Les opérateurs de réseau allemands sont optimistes quant à la possibilité d’accélérer l’expansion de la fibre optique – à condition que le gouvernement fédéral respecte ses engagements découlant de l’accord de coalition. Lors du salon Anga Com à Cologne, il est toutefois devenu clair que l’industrie se met également des obstacles les uns aux autres.

Lors du “sommet numérique” à l’ouverture du salon mardi matin, les exigences vis-à-vis des politiques étaient la priorité absolue. Les représentants des opérateurs de réseaux sont en principe d’accord avec la stratégie gigabit du ministre chargé du numérique, Volker Wissing (FDP). Cependant, il était déçu du travail du ministère du numérique jusqu’à présent, a déclaré Thorsten Dirks, PDG de la fibre optique allemande.

Malgré des années de plaintes de l’industrie, rien ne s’est amélioré dans la pratique en matière d’autorisations, s’est plaint Dirks. Il existe encore des processus différents d’une municipalité à l’autre. Les méthodes de pose économiques seraient interdites sans justification. “Nous couvrons quatre fois plus de mètres en tranchées qu’en génie civil classique”, explique Dirks. Bien que la procédure, dans laquelle les lignes ne sont posées que juste sous la surface de l’asphalte, soit désormais protégée par la loi, elle est souvent refusée par les autorités locales.

Les opérateurs attendent maintenant du gouvernement fédéral qu’il fasse pression sur les États pour accélérer et simplifier le processus d’approbation. Puisque la majorité du financement provient de toute façon du gouvernement fédéral, il doit également jouer un rôle plus clair ici. Cependant, il ne faut pas trop ouvrir les caisses fédérales : 50 milliards d’euros sont désormais disponibles pour l’expansion du secteur privé. Les opérateurs craignent que les subventions ne fassent monter les prix. “L’argent est disponible – nous devons juste le constituer”, a déclaré Dirks.

Mais même si le gouvernement fédéral répond entièrement aux souhaits des opérateurs de réseau, il y aura des problèmes. Tous les représentants de l’industrie chez Anga Com ont annoncé qu’ils voulaient rendre l’expansion aussi efficace que possible et éviter les structures parallèles. Mais chacun voit la clé d’un succès rapide dans sa propre infrastructure. Andreas Laukenmann, responsable des activités clients privés chez Vodafone Allemagne, a fait l’éloge de sa propre offre gigabit via des lignes coaxiales, qui est désormais utilisée par 1,3 million de clients.

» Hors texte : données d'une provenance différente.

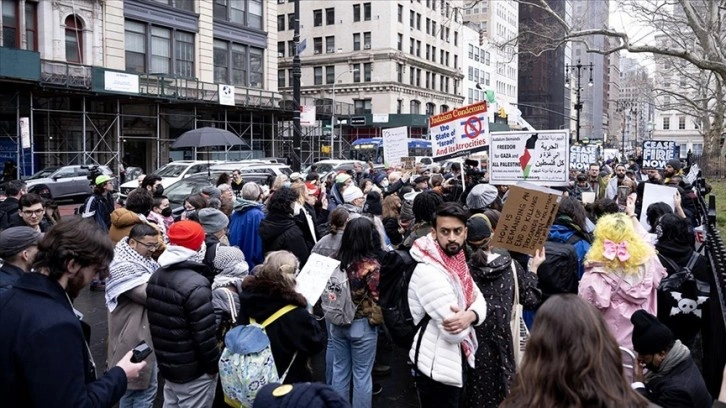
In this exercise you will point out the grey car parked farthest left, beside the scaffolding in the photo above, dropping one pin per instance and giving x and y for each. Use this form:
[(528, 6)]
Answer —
[(65, 182)]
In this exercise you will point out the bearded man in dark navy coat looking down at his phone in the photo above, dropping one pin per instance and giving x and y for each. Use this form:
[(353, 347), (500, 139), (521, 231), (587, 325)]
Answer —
[(45, 356)]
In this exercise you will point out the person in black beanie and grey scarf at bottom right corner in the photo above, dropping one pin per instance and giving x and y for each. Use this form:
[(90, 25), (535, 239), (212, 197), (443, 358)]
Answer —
[(672, 380)]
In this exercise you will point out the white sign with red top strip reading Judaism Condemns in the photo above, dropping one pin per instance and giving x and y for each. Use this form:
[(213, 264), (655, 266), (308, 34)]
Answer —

Le directeur général de Netcologne, Timo von Lepel, a toutefois souligné que la technologie dans laquelle les lignes de fibre optique sont installées à proximité de la maison (FTTC) est largement inférieure à l’approvisionnement direct en fibre optique (FTTH). Même si certaines connexions gigabit sont en principe possibles, la technologie est beaucoup plus sujette à l’échec que les alternatives. Il est donc nécessaire que les opérateurs s’engagent à utiliser également les réseaux de fibre optique des concurrents une fois ceux-ci posés. Bien que la marge bénéficiaire diminue ensuite dans certains cas, l’expansion est globalement plus efficace. En tout état de cause, Netcologne elle-même est prête à migrer ses clients FTTC vers le réseau FTTH d’un concurrent.

Les géants de l’industrie Telekom et Vodafone n’ont rencontré qu’une approbation mitigée. Bien que le patron de Telekom Germany, Srini Gopalan, ait évoqué plusieurs partenariats que le groupe avait conclus entre-temps. Mais le groupe veut se démarquer le plus tard possible de sa technologie cuivre. Telekom et Vodafone mettent en avant leurs clients : Ils devraient avoir le choix d’accéder aux technologies de transition comme le vectoring et Docsis. Un nouveau compromis de l’industrie sur la manière d’éviter l’expansion parallèle des fournisseurs concurrents n’est pas en perspective après ce sommet numérique.